Perhaps then Dysania would learn to write her words down too, the secret ones, in that consonant-code more confidential than our meticulously phonetic writing could ever hope to be. Perhaps then the story of the secret words would at last have an ending. Every morning, the water dripped down from the neighbours’ cherry tree onto the steel roof of the car shed, clanging like rain-drops in the din of the early morning. Every morning her scream rose with the sound of the glasses breaking, as the shards crushed into her eyes, blinding her, as the boots plunged into her skull, drowning her in her own blood. Every morning she dreamed of freeing the scream trapped in her throat, of her flailing punches making crushing contact, of wild triumphant laughter and the secret words shouted joyously through the trees.

The children asked her questions, but learnt nothing from the answers.
‘Are the words worth the nightmares?’
‘They are words of valour and of hope. They are worth everything.’
‘What are they? You never do say.’
‘I cannot.’
‘Why ever not? There’s no censor here, you know.’
‘No,’ She smiles ‘There is no censor here. The censor lives within me now.’
‘I don’t get it.’
‘God grant that you never do understand!’
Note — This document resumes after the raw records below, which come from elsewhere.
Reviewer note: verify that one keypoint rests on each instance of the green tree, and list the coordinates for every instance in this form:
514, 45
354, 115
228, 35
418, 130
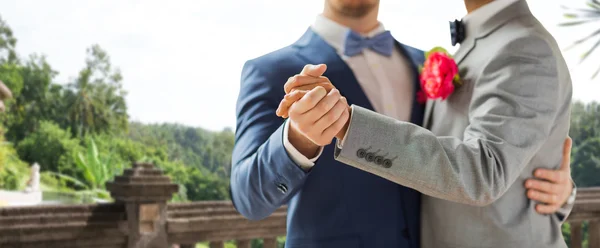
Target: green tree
585, 131
50, 146
97, 98
7, 44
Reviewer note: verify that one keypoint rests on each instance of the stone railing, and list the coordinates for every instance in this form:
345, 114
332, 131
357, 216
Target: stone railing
141, 217
586, 209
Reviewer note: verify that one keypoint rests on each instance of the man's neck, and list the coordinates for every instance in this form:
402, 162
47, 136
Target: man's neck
360, 25
473, 5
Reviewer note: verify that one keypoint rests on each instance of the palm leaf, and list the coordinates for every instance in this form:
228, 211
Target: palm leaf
82, 164
584, 16
587, 54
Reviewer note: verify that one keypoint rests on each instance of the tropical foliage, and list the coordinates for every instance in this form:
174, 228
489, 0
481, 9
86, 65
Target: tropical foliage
589, 16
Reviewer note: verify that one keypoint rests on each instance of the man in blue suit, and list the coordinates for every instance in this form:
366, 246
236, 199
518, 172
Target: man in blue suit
331, 204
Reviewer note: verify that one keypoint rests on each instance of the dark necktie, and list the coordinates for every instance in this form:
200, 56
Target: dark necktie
457, 32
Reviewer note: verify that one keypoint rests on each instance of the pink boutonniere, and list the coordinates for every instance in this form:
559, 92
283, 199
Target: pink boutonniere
438, 76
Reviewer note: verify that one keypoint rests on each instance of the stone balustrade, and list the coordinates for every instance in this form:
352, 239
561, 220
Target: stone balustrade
140, 217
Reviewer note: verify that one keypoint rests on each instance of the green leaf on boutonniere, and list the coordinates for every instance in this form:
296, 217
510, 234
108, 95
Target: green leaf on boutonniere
456, 80
437, 49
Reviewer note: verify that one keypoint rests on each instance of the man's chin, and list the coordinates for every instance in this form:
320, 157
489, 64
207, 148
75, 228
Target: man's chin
354, 9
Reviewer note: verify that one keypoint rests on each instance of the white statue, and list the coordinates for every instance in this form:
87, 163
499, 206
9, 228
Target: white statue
33, 185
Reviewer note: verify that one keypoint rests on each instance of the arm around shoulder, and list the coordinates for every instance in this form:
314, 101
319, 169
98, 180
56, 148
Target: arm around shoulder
512, 113
263, 176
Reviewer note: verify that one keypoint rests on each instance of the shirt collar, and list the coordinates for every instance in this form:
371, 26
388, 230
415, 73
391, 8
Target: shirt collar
335, 34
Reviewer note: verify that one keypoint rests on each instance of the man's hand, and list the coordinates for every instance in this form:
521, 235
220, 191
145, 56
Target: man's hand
552, 187
319, 115
297, 86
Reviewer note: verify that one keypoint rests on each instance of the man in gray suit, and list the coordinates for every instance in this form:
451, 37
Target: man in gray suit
510, 116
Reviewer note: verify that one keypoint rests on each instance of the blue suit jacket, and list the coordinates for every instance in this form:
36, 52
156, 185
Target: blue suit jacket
333, 205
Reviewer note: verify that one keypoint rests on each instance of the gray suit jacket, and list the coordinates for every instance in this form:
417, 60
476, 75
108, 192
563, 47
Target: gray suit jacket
510, 116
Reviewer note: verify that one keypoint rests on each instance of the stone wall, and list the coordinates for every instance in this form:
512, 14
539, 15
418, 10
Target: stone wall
141, 217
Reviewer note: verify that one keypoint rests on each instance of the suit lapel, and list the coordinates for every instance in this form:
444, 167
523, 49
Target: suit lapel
416, 59
314, 50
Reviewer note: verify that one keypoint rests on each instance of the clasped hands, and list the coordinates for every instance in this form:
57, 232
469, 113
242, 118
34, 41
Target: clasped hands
317, 111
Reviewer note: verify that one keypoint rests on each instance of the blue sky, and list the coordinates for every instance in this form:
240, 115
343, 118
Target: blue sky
181, 59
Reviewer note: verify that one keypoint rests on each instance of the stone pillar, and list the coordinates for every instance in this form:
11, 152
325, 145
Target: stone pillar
145, 191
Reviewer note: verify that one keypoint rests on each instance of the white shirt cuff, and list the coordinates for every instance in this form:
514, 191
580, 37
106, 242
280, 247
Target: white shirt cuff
305, 163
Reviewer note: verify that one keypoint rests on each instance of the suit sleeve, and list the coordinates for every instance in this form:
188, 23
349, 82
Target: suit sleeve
512, 111
263, 175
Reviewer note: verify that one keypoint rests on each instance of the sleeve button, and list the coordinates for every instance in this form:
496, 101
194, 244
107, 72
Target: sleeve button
361, 153
387, 163
282, 188
370, 157
379, 160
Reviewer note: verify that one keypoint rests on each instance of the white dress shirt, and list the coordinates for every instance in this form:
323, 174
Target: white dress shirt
386, 81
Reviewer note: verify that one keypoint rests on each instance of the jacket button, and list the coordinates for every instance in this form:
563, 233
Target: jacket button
361, 153
370, 157
282, 188
379, 160
405, 233
387, 163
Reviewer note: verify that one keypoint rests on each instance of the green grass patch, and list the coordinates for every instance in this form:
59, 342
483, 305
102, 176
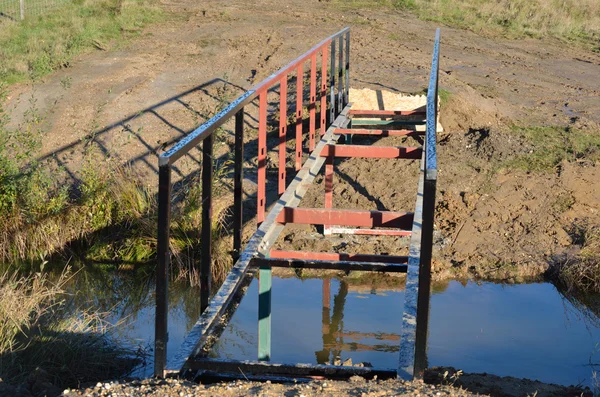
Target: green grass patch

So Dysania Fudgel went on dying in her dreams. Each day she died of a new thing, died in the kitchen and the garden, in the valley of apple-blossoms and in the cradle of the sea … died all kinds of deaths, all of them together, and then woke up laughing, because how could all of them come true? And then she saw the pen and paper I always left there, and somehow her hand began to write it, all of it, all the dying. But her pen stopped there. She never wrote the secret words.